|(Mark Washburn/Dartmouth College)|
Q. You say the point of your book is that people should be more skeptical about the value of early detection in medicine. If we look for things to be wrong, we’ll find them, even if we didn’t need to?
A. The problem is that we all harbor abnormalities. People have the abnormality, but [in many cases] the abnormality is never destined to go on to cause symptoms or to cause death. We don’t know which people those are, but we tend to treat everybody.
Q. Our assumption that earlier diagnosis is better isn’t always true, then?
A. The problem is the earlier and earlier you try and get things, the more and more people you [diagnose with disease] who are normal.
Q. What’s the downside of over-treatment?
A. Some people are being treated who can’t possibly benefit because there’s nothing to fix. But they can be hurt. All our treatments have some harms. They range from the nuisance effects of having to fill [prescriptions] and make appointments to physical harms — side effects of drugs, complications of surgery, and even death. For sick people, the harms of our therapy pale by comparison to the benefits, or at least the potential benefits. But for the well it’s a much closer call.
Q. What do you say to people who say they’d rather get the test — they’d rather be safe than sorry?

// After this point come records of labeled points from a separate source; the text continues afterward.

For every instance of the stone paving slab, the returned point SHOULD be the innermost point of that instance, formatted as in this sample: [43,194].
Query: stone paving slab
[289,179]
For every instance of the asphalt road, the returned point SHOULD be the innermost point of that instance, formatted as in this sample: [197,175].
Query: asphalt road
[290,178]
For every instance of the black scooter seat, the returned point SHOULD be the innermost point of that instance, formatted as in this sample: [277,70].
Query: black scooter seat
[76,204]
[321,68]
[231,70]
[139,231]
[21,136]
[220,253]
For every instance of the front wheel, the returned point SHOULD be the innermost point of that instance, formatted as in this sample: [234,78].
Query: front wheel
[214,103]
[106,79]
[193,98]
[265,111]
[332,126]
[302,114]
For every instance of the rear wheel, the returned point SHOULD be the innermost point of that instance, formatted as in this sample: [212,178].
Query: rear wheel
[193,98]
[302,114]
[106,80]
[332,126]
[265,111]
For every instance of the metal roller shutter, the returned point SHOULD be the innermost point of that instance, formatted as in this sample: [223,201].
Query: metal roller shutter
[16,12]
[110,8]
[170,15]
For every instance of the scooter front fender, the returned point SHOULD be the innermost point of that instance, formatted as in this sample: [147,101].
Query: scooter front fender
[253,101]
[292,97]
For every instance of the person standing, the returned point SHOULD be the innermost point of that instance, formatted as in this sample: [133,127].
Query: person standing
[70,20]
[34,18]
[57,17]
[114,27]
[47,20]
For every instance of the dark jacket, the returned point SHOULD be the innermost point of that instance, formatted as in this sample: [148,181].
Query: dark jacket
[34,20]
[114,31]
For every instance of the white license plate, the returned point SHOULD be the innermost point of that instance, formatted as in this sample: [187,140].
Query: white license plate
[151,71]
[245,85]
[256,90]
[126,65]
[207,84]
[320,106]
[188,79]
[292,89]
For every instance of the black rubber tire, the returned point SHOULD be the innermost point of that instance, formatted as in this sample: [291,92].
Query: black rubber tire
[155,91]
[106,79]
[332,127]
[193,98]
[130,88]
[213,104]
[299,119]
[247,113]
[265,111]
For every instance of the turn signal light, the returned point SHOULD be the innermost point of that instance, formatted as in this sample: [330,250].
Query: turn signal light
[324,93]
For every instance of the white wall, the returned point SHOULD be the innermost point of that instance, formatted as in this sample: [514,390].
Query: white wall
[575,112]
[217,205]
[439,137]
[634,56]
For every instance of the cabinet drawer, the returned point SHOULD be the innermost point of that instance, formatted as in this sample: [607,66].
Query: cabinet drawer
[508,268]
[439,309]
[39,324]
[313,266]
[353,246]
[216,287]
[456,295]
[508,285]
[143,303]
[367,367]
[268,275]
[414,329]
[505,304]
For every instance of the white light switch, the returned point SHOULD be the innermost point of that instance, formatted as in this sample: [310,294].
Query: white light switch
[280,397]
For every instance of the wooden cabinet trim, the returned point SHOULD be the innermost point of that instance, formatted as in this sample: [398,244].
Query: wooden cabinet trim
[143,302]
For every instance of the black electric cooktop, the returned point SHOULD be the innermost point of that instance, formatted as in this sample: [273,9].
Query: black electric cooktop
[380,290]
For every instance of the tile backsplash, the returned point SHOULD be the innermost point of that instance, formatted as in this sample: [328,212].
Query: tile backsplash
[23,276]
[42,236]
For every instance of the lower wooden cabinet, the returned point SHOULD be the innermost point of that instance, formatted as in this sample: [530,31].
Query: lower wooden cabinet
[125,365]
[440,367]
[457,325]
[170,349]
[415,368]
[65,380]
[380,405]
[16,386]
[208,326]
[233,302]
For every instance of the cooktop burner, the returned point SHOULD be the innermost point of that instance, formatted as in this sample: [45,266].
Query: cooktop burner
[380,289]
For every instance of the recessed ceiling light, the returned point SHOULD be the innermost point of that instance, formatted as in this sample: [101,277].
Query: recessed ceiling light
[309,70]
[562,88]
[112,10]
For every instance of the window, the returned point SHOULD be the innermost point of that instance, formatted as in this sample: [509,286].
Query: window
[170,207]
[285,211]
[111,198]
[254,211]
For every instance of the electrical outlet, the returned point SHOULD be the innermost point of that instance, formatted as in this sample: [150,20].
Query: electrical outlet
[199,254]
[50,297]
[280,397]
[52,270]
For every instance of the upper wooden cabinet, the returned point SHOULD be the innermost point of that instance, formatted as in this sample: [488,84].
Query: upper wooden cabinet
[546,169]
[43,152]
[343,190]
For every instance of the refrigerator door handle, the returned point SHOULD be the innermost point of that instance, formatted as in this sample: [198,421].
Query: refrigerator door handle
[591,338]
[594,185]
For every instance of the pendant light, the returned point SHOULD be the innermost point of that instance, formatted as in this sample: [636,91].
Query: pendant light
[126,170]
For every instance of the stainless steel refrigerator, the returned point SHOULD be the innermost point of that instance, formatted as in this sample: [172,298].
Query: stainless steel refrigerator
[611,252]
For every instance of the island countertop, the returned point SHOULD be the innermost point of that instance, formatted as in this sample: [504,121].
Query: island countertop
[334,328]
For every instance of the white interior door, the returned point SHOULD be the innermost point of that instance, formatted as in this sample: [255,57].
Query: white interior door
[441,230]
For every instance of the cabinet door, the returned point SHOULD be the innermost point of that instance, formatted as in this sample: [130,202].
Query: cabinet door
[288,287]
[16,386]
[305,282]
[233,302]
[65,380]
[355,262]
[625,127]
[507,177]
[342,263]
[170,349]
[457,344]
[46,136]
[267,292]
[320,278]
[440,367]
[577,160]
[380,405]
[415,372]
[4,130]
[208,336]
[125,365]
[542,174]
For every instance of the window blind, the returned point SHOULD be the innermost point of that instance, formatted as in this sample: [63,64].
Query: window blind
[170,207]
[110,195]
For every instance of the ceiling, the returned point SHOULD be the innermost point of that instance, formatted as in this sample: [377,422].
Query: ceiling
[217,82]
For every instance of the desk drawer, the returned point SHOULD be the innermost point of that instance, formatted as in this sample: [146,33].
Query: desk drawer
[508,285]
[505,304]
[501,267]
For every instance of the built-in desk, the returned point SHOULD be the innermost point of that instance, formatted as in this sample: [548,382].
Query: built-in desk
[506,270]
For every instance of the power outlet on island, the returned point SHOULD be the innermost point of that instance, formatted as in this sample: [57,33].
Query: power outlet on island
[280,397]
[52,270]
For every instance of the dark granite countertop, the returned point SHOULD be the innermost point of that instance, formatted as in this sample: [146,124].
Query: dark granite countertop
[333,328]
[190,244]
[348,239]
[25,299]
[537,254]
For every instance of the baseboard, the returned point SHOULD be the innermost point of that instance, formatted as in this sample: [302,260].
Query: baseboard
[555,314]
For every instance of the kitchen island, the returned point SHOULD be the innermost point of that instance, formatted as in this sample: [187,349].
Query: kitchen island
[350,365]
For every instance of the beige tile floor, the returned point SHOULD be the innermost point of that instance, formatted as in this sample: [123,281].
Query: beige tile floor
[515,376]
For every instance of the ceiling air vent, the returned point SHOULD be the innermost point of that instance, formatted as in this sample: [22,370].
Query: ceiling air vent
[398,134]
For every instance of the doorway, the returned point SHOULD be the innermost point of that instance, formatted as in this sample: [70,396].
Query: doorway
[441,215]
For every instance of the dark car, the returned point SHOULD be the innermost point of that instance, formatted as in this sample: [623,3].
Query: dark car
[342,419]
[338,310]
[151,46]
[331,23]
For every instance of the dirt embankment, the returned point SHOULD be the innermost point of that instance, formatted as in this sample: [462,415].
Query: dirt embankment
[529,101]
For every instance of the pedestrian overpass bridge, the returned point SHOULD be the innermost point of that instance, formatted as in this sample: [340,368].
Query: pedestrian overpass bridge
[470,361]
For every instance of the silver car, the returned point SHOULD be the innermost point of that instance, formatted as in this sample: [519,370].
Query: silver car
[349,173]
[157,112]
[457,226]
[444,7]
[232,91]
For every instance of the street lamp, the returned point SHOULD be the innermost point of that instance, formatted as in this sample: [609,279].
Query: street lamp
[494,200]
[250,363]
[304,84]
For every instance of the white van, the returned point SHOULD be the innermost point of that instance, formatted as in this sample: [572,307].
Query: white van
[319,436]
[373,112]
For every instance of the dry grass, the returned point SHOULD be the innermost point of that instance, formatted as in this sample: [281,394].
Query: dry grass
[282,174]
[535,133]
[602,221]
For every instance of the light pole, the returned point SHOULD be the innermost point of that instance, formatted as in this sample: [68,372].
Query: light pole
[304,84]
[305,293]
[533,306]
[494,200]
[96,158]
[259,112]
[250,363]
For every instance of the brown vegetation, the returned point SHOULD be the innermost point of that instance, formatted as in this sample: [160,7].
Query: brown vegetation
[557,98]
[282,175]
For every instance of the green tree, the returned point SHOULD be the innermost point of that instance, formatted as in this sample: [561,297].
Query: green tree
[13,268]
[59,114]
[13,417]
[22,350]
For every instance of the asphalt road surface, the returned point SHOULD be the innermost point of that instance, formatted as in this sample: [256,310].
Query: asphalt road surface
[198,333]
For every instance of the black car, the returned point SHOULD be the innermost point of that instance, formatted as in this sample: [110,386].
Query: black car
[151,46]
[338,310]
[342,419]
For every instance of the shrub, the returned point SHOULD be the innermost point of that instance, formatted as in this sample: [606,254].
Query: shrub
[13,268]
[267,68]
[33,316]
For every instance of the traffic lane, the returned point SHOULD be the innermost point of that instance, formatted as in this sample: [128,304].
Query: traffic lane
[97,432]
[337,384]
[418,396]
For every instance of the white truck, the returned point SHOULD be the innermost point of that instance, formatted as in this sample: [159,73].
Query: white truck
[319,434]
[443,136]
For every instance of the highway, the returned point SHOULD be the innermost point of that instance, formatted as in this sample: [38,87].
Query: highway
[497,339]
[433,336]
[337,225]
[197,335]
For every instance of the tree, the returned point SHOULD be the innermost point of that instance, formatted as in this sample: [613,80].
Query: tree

A. It’s not as clear what the safest strategy is as people might assume.
Q. Will technology save us from this problem? Will we soon figure out how to distinguish dangerous cancers from harmless ones, for instance?
A. I’m not as optimistic as a lot of people. We will get better, but we’ll never have perfect information. We’ll always have this fundamental problem that when we try to get ahead of disease, we’re at risk to tell some people they are diseased who do not need to be told that.
Q. You suggest that younger women at least consider the risk of overdiagnosis before getting annual mammograms. What about a woman who feels a new lump in her breast — should she get a mammogram?
A. If a woman feels a new breast lump, she should come in to see her doctor — that’s not screening, that’s diagnosing.
Q. Is your concern about overdiagnosis really a concern that we’re spending too much money on health care in this country?
A. Yes, it does cost money, but I think even if you have all the money in the world you ought to care about this.
Q. You also talk in the book about diabetes, high blood pressure, high cholesterol, and osteoporosis, where our definition of disease — the numbers that distinguish between who is considered healthy and who is sick — has been substantially lowered in recent years.
A. That’s very concerning because it’s beginning to identify a much lower risk group as being abnormal. They have much less opportunity to benefit [from treatment], because their risk of bad outcomes is relatively low anyway. But they face the same risks of harm, in some cases elevated risk of harm, because it’s easy to make a blood pressure or a blood sugar too low. We can get too enthusiastic and treat too many people and end up hurting them.
Q. Do you think people should avoid medical care then?
A. I’m a believer in medical care when you’re sick. This is not a call to stay away from your doctor when you’re sick. The question is much more: What’s your relationship with medical care while you’re well?.